Dr Bilazarian performs coronary and peripheral interventions at Lahey Clinic and Massachusetts General Hospital. He has been an investigator in the interventional laboratory for new devices including drug-eluting stents, distal protection devices, imaging devices (OCT and InfraRed), and anticoagulant pharmacotherapy.

Dr Bilazarian is an active participant in clinical trials in congestive heart failure, hypertension, coronary disease prevention, prediabetes management, anemia, atrial fibrillation, and anticoagulation/antiplatelet therapies in the outpatient setting. He has authored numerous papers and book chapters in clinical cardiology.

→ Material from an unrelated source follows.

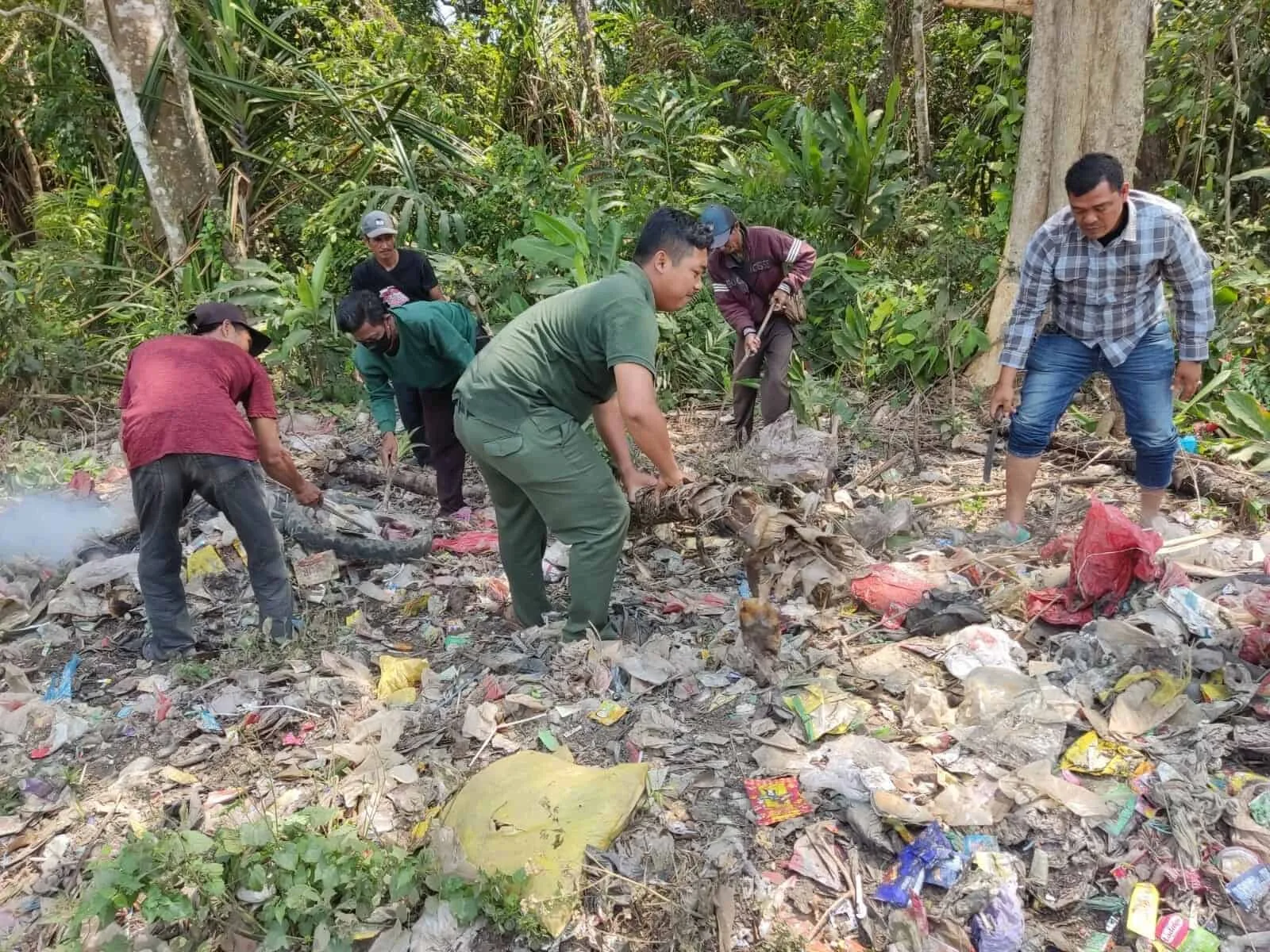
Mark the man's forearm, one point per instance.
(283, 469)
(648, 429)
(613, 431)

He was appointed as a physician advisor to the circulatory device panel of the FDA in 2008.
About this blog
My intent is to create a forum for dialogue on issues pertinent to private practice cardiology around topics such as:

  • Integration of new data and guidelines on inpatient and outpatient practice in clinical and interventional cardiology
  • Practice approaches to the extra clinical issues in dealing with managed care insurers
  • Strategies for navigating the restrictions of pharmacy benefits managers (PBMs) on pharmacologic therapies for our patients
  • Experiences with restrictions on testing and imaging
The video blog (VLOG) will provide an opportunity to share broadly different approaches to the common conundrums we face in caring for patients. My hope is that this forum will provide useful data points for practice outside of tertiary and academic centers and a look inside community hospitals and physician?s practice patterns in the office, starting with mine.